Про Гиперборею я прочитала, еще когда училась в университете. И оказалось, что мы с Олегом Куваевым помешаны на этой мечте. Каждый по отдельности. Он узнал о ней, когда учился в Геологоразведочном институте в Москве.
Мы быстро подружились с Куваевым. Он был старше меня на один год. И вот как-то Олег собирается в длительную командировку в Магадан. Я попросила его, чтобы он зашел в библиотеку и посмотрел, что там есть по истории Чукотки.
Олег говорит:
– Самый лучший источник, если тебе нужно узнать о строительстве социализма в Певеке, это Наум Пугачев.
– Кто такой Наум Пугачев?
– Наум Пугачев был послан сюда в начале тридцатых годов. Чукотка тогда Хабаровскому краю подчинялась.
Он пообещал что-то узнать и написать мне. Когда Олег прислал свое первое письмо, напечатанное на машинке, я, не распечатывая, отправила его назад со словами: «Письма имеют ценность только тогда, когда они написаны самим человеком. Потому что я смотрю на твои буквы и понимаю, в каком ты настроении писал. Что с тобой происходит. Это чувствуешь через письма». Дальше все письма он мне писал от руки.
Как геофизик Куваев занимался специальными измерениями. И я понимала, что, действительно, это жуткая работа. Очень рискованная. Он и его команда садились на маленьких «аннушках» на дрейфующий лед. Асы-летчики и асы-геофизики. Измеряли приборами, что находится под дном Ледовитого океана. Причем это были такие короткие посадки и подъемы. Посидят, измерят, взлетают и опять садятся. Так продолжалось с утра и до ночи. А дальше они шли спать. И вот, когда он заканчивает письмо, обычно пишет: «Ты знаешь, летчики бунтуют, они устали, требуют, чтобы выключили свет». Они все вместе там в каком-то бараке спали, и наука, и летчики.
В одном из писем Олег мне писал: «Ты знаешь, за все прошлое лето я встретил одного-единственного комара, хотя объехал 600 километров по морю, лазал на горы, был на острове Врангеля и так далее. И комаров не было».
Столько в голове его рождалось мыслей. То под землю надо лезть, то нужно по какому-нибудь болоту вплавь переправляться. То он лодку гудроном поливал для путешествий по океану. И на этой утлой лодке, чтобы не видел портовый надзор, надо было выползти глубокой ночью. Потому что из Чаунской губы на таком суденышке не выпустили бы, там все-таки следили за порядком.

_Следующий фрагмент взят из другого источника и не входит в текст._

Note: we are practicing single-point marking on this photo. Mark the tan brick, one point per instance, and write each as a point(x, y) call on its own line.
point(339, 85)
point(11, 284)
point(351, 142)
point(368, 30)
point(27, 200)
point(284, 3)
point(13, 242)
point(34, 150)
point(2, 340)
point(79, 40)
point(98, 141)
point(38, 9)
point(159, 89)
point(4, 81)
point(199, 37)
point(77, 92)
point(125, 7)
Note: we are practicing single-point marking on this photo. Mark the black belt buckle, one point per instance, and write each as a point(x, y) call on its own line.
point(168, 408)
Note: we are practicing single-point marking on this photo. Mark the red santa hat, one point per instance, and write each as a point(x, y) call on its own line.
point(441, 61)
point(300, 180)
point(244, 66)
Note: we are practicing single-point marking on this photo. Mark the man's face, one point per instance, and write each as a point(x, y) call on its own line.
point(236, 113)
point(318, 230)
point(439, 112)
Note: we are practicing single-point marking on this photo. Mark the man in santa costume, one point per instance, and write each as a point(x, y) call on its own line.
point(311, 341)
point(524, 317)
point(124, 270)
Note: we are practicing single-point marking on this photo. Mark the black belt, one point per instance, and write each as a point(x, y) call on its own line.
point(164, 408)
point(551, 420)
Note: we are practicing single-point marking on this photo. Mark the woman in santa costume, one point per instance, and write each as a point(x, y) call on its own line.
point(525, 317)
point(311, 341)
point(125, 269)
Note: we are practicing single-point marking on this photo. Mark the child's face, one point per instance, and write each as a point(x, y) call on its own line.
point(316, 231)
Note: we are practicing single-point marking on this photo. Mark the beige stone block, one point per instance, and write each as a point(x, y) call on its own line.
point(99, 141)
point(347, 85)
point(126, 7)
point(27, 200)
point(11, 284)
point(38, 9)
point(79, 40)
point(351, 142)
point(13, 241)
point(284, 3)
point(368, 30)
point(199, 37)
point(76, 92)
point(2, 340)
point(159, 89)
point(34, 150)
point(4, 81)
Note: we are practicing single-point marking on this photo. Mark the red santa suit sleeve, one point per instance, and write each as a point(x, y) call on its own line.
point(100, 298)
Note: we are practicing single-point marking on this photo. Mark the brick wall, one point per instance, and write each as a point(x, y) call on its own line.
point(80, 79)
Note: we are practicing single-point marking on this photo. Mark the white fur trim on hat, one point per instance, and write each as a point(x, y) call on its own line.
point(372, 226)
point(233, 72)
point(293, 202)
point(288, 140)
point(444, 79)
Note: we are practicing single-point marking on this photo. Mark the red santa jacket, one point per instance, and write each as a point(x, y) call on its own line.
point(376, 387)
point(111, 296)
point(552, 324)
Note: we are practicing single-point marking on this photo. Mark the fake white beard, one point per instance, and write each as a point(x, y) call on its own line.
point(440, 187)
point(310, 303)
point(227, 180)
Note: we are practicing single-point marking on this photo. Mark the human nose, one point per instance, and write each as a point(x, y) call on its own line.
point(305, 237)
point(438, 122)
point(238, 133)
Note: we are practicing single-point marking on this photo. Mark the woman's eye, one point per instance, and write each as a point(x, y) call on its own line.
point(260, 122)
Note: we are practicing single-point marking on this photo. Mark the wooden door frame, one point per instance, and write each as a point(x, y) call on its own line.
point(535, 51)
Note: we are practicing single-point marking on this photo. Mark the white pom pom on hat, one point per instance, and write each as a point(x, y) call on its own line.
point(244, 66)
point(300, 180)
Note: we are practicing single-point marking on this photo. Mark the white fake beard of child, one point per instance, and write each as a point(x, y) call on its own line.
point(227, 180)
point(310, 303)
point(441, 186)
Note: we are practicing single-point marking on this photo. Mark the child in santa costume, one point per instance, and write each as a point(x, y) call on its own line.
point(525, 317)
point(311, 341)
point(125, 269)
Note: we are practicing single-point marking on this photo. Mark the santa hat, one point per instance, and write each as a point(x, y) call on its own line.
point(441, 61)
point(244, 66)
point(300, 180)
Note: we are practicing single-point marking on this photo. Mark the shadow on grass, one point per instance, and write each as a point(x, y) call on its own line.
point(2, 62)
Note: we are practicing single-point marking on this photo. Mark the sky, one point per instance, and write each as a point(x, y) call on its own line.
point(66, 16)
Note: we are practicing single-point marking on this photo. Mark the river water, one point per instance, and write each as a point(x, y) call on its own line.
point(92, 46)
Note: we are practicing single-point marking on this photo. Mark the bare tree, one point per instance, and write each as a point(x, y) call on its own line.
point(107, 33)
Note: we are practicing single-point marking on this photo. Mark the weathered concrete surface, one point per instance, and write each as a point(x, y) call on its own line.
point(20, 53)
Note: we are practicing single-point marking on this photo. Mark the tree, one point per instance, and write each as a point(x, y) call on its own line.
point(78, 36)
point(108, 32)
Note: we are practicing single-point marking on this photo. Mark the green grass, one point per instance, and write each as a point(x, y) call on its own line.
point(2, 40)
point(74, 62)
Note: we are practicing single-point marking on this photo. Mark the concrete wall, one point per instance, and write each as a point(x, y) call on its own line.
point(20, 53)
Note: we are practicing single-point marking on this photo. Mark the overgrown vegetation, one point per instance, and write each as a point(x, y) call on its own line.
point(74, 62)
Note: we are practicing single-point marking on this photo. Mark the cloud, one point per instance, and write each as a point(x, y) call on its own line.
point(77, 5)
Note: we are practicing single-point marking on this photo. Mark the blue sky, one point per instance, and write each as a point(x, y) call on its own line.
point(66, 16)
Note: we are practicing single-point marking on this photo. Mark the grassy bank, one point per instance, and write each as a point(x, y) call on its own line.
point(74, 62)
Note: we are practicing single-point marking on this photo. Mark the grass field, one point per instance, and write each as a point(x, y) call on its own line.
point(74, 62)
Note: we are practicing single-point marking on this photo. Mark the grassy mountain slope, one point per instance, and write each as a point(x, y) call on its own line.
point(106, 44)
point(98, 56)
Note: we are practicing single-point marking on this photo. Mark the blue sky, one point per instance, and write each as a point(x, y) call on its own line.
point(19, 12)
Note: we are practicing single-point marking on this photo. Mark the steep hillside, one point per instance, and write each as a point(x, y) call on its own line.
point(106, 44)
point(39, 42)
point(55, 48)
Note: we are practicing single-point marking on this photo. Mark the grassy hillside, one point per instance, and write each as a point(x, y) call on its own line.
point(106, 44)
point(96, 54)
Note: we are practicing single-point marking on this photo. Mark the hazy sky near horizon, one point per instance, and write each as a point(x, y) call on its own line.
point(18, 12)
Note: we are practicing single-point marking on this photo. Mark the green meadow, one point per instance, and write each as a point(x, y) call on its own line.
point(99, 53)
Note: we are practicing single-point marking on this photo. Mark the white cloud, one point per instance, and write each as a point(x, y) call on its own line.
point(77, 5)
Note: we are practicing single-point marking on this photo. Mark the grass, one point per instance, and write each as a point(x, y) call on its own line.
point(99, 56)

Я далеко с ним не плавала. Я боялась Олегу признаться, что не умею плавать. Могу по-собачьи только барахтаться возле берега. Я страшно боялась воды, потому что когда-то тонула в детстве, меня за волосы вытащили и едва откачали. И поэтому каждое плавание с ним было для меня на грани возможного. Выплывем – не выплывем. А он радовался жизни, греб и по Тихому океану, и по Северному Ледовитому. Где он только не плавал!
Однажды вечером я прихожу с работы в свой барак. Стук в дверь. Входит Олег и показывает телеграмму: «Умер отец». Ему нужно на похороны, а с билетами на Чукотке вечные проблемы. Я-то летала без билетов. Помашу самолету – меня сажают на рейс. И тут я говорю:
– Олег, я все-таки журналист. Хоть я еще новоиспеченный журналист, но я достану тебе билеты. Ты сиди здесь, в бараке, и жди. И я найду машину до Апапельгино, до аэропорта.
Я подняла на ноги райком партии. Достала ему бесплатные билеты. Но самое главное, я вырвала у кого-то машину, чтобы довезти вовремя до самолета.
Когда он забирал вещи, я увидела его комнату в «Рахмановке». Там были две кровати. Над одной висела фотография Куваева, над второй – другого человека, Сергея Гулина. Они делили комнату на двоих. Как это часто бывает, то дружили, то враждовали. На прощание он крикнул соседу:
– Серега, вот Бэлла, она только что приехала. Постарайся помочь ей там кой-что достать у наших хозяйственников. Потому что ей комнату дали, там надо обустроиться.